Chef Mario Batali and his partner Joe Bastianich oversee a vast, worldwide empire of Italian eateries these days. In New York City alone they mangage six different restaurants, all of which pack in the faithful night after night, PLUS another at-least six within the sprawling Italian-food theme park that is Eataly. But back in 1999, when the rustic, reasonably-priced osteria Lupa first opened on Thompson Street, Batali and Bastianich were still new to the juggling game, with their flagship Babbo the only other place competing for their attention. Obviously they were up to the task, as Lupa, and the rest of the duo’s NYC Italian restaurants (Otto, Casa Mono, Esca, and Del Posto rounding out the six-pack of stand-alones) not only continue to thrive, covers-per-night-wise, but don’t seem to do much coasting back in their respective kitchens, either.
Which is all to say how much I enjoyed my summer supper at Batali’s Lupa last Friday evening, and appreciated the care and attention that the kitchen still puts into their assignments, even when making dishes for the probably ten-thousandth time. Sitting comfortably at the bar, chatting with the amiable staff, the place not over-packed (which happens on summer weekends in certain, Hamptons-friendly precincts), the music lively, the check un-painful… it just gave me such a deep feeling of contentment and ease to be there, eating that food, right at that moment. This is why I love this city, I thought to myself. Because our pop-in neighborhood-ish places are world-famous, listed in tourist guides in a hundred languages, and they still feel like home.
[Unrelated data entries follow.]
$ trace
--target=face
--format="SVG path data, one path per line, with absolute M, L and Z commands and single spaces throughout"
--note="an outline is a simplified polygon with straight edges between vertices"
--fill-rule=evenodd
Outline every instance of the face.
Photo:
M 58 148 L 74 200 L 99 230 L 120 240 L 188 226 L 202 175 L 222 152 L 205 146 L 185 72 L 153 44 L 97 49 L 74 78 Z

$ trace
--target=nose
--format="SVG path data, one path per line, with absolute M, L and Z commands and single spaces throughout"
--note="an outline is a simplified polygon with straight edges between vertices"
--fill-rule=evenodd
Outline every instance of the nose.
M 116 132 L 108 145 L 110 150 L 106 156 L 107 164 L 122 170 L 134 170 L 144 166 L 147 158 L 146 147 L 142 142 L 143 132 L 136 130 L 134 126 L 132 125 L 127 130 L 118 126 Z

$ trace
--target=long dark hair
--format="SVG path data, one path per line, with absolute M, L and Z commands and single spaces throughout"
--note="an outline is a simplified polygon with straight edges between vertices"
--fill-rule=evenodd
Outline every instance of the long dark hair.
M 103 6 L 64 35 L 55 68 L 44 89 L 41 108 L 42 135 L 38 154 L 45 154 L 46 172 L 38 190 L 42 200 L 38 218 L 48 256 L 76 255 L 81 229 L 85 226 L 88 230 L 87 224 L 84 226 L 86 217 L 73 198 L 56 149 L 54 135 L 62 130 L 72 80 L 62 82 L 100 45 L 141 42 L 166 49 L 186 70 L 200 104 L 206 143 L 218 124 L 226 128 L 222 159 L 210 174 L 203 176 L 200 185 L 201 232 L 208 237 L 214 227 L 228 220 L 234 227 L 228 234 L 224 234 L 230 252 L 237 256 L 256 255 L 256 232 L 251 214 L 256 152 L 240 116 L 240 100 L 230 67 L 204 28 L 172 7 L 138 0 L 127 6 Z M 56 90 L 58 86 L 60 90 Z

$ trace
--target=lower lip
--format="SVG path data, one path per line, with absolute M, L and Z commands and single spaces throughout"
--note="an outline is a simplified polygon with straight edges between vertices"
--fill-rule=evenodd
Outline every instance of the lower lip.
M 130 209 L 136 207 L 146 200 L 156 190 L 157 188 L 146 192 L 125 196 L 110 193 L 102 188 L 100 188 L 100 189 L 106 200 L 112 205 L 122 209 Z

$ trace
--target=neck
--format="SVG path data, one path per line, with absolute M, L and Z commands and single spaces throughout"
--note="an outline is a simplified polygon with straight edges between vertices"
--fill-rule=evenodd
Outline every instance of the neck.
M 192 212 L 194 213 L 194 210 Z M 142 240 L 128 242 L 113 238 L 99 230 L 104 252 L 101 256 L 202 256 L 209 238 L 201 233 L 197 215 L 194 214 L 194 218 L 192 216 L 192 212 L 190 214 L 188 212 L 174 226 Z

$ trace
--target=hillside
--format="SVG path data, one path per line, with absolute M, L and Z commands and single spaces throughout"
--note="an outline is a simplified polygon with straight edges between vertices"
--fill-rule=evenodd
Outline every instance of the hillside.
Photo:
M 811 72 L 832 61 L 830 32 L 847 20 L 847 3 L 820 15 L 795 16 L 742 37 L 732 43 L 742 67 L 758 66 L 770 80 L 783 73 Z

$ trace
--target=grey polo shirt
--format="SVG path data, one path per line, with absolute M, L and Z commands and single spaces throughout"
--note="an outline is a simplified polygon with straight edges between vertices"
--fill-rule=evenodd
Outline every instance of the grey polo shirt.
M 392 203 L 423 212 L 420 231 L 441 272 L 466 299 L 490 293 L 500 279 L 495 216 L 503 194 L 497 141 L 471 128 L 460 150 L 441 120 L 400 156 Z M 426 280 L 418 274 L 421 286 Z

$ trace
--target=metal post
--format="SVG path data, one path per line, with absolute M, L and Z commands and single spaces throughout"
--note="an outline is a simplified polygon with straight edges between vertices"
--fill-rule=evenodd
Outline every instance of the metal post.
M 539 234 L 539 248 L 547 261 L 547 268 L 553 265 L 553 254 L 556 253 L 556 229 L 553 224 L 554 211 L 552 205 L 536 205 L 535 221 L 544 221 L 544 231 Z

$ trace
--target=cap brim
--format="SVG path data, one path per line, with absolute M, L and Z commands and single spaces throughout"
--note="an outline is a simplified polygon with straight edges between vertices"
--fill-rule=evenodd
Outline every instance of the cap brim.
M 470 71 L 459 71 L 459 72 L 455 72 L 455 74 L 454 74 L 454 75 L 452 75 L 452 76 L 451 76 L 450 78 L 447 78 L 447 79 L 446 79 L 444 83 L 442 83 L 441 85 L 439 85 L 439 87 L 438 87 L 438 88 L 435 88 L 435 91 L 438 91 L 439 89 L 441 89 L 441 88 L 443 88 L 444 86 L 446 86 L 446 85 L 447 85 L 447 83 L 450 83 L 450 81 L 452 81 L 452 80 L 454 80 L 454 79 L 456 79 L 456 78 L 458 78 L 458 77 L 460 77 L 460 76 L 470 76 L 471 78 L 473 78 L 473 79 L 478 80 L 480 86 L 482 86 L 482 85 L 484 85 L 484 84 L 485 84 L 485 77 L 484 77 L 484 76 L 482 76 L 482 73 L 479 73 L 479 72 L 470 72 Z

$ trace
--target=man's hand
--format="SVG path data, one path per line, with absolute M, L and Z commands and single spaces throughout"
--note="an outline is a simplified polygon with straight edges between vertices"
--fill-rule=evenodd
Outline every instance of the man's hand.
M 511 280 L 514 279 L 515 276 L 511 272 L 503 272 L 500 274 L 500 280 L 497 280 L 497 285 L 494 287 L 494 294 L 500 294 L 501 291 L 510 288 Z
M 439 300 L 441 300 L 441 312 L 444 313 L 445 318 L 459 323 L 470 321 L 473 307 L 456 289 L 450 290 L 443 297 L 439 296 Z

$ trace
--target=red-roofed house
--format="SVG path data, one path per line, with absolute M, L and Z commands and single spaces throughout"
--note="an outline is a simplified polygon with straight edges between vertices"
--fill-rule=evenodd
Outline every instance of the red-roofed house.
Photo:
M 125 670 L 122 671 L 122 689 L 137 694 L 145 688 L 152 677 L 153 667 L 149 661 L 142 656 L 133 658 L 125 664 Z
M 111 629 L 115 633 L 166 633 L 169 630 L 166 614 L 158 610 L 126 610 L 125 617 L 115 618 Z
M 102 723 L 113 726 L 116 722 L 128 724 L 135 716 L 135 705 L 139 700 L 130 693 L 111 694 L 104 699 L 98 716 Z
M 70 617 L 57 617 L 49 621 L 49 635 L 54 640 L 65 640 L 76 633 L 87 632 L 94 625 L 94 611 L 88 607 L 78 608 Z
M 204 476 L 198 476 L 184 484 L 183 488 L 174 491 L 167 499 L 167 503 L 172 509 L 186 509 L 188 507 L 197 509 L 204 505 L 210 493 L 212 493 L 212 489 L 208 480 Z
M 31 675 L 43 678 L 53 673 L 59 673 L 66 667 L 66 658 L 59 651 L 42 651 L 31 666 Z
My dinner on this night was simple and delicious. First came the Spinach, Snap Pea and Artichoke Salad, the greens crunchy, bright and alive; the chewy fried artichokes, complete with plenty of salty oil, arriving warm and poured over the greens right there at the table. Lovely. And since you should always order at least one pasta when dining with Batali, my main was a bowl of perfectly pillowy Ricotto Gnocchi, the sausage and fennel sauce more creamy, less chunky than expected, but plenty redolent with the flavors of each eagerly anticipated ingredient. And that’s it! Fot a little while there, as I walked through the Greenwich Village summer’s night, I maybe regretted skipping dessert–the gelato’s a strong move at any Batali establishment–but no: I had had enough, I was completely satisfied with my meal, my choice of neighborhood for a post-prandial walk, my beautiful city.
Lupa is located on Thompson Street just north of Houston in Greenwich Village, and is open every day from 11:30 a.m. to 12:00 midnight. More info and the complete Lupa menu can be found on their website.